Many faulty reasons for the CFPB’s reliance on class action can be found in the study’s obscured and often irrelevant statistical analysis. After all, the CFPB is a “data-driven agency” -- as long as they are doing the driving, that is.
Once the CFPB’s Trojan Horse is set aside, the Bureau’s arguments for the anti-arbitration rule (pdf) become less of a factual interpretation and more of a logical fallacy.
This begins with the CFPB’s evaluation of the pros and cons of arbitration agreements and class action litigation.
Arbitration agreements, as the Chamber of Commerce noted, are effective in obtaining consumer relief on claims that would be impossible to pursue through litigation. A claim must be large enough to secure representation from a class-action attorney. Additionally, the claim must be granted a class certification.
Another reason for the use of arbitration agreements is that many consumer claims are far too specific and too individualized for the class action process.
What is the purpose of a class action suit?
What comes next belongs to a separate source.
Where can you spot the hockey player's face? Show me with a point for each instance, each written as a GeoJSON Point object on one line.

The efficacy of a class action suit is less related to the settlement and more related to its ability to threaten companies with bad publicity for abusing a large number of consumers.
According to the CFPB’s October 7, 2015 announcement of its anti-arbitration proposal, class action suits are intended to achieve a deterrent effect:
"When companies can be called to account for their misconduct, public attention on the cases can affect or influence their individual business practices and the business practices of other companies more broadly."
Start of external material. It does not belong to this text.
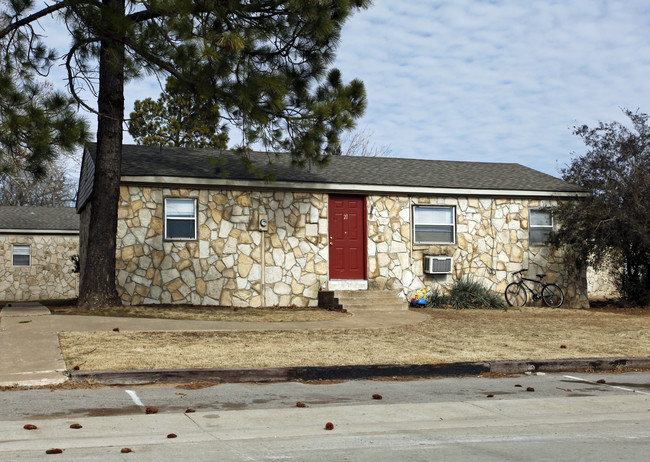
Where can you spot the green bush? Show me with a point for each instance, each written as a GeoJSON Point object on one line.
{"type": "Point", "coordinates": [466, 293]}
Proponents of class action suits argue that class action suits can be successful even if the relief amount rewarded to consumers is insubstantial.
In this sense, class action holds companies accountable for widespread harm that would typically go unnoticed. It serves as a very public deterrent for bad behavior and can force a company to change its products or services for the better.
Class action suits can be used to reduce government regulation as it provides the private sector with an opportunity to take up the oversight function. But the CFPB, as a regulatory agency, has no interest in reducing regulations.
If not used to reduce government regulation, perhaps class action could be used to supplement regulatory enforcement. This role, however, is directly disputed by the findings of the CFPB’s study. The Bureau’s study found that fewer than 9% of regulatory enforcement actions occurred as a result of class action.
There is an intrinsic link between regulatory agencies and class action. The CFPB was designed to monitor the exact type of activity that would be the subject of a successful class action claim: business misconduct that affects a large number of consumers.
The CFPB already has examination authority, a consumer complaint database, and a vast degree of enforcement authority of its pre-existing regulations. With this amount of enforcement power, the threat of a class action suit is insubstantial in deterring wrongful conduct.
Accordingly, the efficacy of class action is fundamentally at odds with the very existence of the CFPB. The broad-reaching regulatory authority of the CFPB, combined with the Bureau’s enforcement authority, undermines any claim that class action plays a significant role in consumer protection.
If class action suits were effective in monitoring businesses for fraud and other types of widespread harm, there would be no need for an agency such as the CFPB.
Through the anti-arbitration rule, the CFPB is endorsing a process that’s ineffectiveness lead to the Bureau’s very creation.
This reasoning isn't just illogical -- it creates yet another instance of regulatory agency overlap with the powers delegated to our three branches of government. Regulatory overreach doesn't seem to need a logical justification.